Lulus Verifikasi Dewan Pers No.126/DP-Terverifikasi/K/X/2017

Pencapresan Ical Segera Dievaluasi

Golkar Sodorkan JK, Akbar, Priyo, dan Agung Jadi Cawapres Jokowi
Oleh : Surya
Senin | 17-03-2014 | 15:41 WIB
prio-budi-santoso-dan-JK-415x300.jpg Honda-Batam
Priyo Budi Santoso dan Jusuf Kalla, dua dari 4 kader Partai Golkar yang disodorkan jadi Cawapres Jokowi

BATAMTODAY.COM, Jakarta - Politikus senior Partai Golkar, Zainal Bintang, mengatakan, pencapresan Joko Widodo oleh PDI Perjuangan secara resmi telah memperkecil peluang kemenangan capres manapun, termasuk capres Golkar Aburizal Bakrie. Golkar disarankan untuk segera mengambil posisi cawapres untuk diduetkan dengan Jokowi.

"Posisi Golkar menempatkan Ical (Ketua Umum DPP Partai Golkar Aburizal Bakrie, red) sebagai capres, harus dikaji ulang," kata Zainal menanggapi peluang capres lain jika Aburizal dihadapkan dengan Jokowi, dalam diskusi bertema "Fenomena dan Kesempatan Tokoh Muda Parpol: Bagaimana Respon Publik Dalam Peta Politik Nasional di Pilpres 2014" yang digelar Founding Fathers House di Warung Daun, Jakarta, kemarin.

Zainal Bintang mengatakan, eletabilitas Jokowi dengan Ical berbanding sangat jauh jaraknya. Jokowi 31 persen, sementara Ical hanya 11 persen. Dia pun menilai pencapresan Jokowi mengubah konstelasi politik Indonesia. Terlebih kalau Pileg pada 9 April mendatang, PDI Perjuangan memenangkan perolehan suara.

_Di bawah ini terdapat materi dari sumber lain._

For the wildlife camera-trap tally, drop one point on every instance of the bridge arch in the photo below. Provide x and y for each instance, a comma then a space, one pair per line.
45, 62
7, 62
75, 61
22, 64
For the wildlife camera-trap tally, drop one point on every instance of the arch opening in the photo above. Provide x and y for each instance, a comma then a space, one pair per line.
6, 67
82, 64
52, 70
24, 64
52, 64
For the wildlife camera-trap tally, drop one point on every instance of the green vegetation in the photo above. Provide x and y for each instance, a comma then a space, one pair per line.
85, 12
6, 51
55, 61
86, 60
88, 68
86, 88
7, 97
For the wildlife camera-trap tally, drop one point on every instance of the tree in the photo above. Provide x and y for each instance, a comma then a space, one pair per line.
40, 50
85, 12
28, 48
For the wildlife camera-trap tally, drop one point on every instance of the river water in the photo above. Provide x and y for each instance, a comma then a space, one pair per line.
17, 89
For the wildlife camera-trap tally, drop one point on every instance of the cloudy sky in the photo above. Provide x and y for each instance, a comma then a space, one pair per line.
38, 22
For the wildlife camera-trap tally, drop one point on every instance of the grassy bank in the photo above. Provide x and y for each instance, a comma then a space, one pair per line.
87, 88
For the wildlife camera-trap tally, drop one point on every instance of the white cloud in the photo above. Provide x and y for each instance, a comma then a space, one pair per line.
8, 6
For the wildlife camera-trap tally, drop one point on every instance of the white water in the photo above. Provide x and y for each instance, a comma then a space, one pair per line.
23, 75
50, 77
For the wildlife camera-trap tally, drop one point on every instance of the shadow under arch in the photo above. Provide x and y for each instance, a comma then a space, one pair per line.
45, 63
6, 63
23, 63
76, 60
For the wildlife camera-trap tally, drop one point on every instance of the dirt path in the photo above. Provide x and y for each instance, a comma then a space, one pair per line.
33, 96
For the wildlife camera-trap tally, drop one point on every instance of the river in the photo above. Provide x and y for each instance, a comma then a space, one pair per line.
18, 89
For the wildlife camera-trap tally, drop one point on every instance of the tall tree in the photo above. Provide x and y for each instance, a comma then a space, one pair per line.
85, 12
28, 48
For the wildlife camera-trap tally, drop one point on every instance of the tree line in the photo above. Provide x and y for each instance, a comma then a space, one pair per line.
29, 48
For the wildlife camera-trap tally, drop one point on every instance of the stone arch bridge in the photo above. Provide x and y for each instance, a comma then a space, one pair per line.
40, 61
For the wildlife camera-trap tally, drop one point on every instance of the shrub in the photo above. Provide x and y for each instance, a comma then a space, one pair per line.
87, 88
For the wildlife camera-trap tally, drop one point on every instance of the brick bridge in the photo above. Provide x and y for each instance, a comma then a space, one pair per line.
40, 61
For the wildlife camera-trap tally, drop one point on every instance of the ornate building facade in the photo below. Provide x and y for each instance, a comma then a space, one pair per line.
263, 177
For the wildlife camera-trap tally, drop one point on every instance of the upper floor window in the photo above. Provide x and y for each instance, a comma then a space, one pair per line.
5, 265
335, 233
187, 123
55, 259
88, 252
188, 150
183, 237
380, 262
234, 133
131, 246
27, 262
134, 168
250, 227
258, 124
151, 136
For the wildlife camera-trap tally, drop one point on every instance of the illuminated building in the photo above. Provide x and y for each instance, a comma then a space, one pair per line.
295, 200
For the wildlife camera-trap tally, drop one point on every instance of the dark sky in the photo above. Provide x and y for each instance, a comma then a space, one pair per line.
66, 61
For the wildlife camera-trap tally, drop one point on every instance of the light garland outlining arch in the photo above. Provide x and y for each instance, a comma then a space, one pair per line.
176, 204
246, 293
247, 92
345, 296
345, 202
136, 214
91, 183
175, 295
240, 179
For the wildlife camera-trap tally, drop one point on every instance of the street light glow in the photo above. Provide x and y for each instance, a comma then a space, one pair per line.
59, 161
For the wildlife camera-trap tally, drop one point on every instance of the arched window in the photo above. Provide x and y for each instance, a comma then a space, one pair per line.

Jika hendak berkoalisi dengan Jokowi dan PDI Perjuangan, menurut Zainal, tidak mungkin nama yang disodorkan adalah Ical. Jika Ical memaksakan diri jadi cawapresnya Jokowi maka akan membuat gejolak di internal Golkar.

Sebagai cawapres yang akan disodorkan ke Jokowi, Zainal Bintang menyarankan empat nama tokoh Golkar. Mereka adalah Ketua Dewan Pembina Partai Golkar Akbar Tandjung, Ketua DPP Partai Golkar Priyo Budi Santoso, Wakil Ketua Umum DPP Partai Golkar Agung Laksono, dan mantan ketum Golkar Jusuf Kalla.

Zainal yakin akan ada perubahan soal pencapresan Partai Golkar. Perubahan itu akan dilakukan dalam Rapimnas Partai Golkar yang diselenggarakan pasca Pemilu Legislatif 2014.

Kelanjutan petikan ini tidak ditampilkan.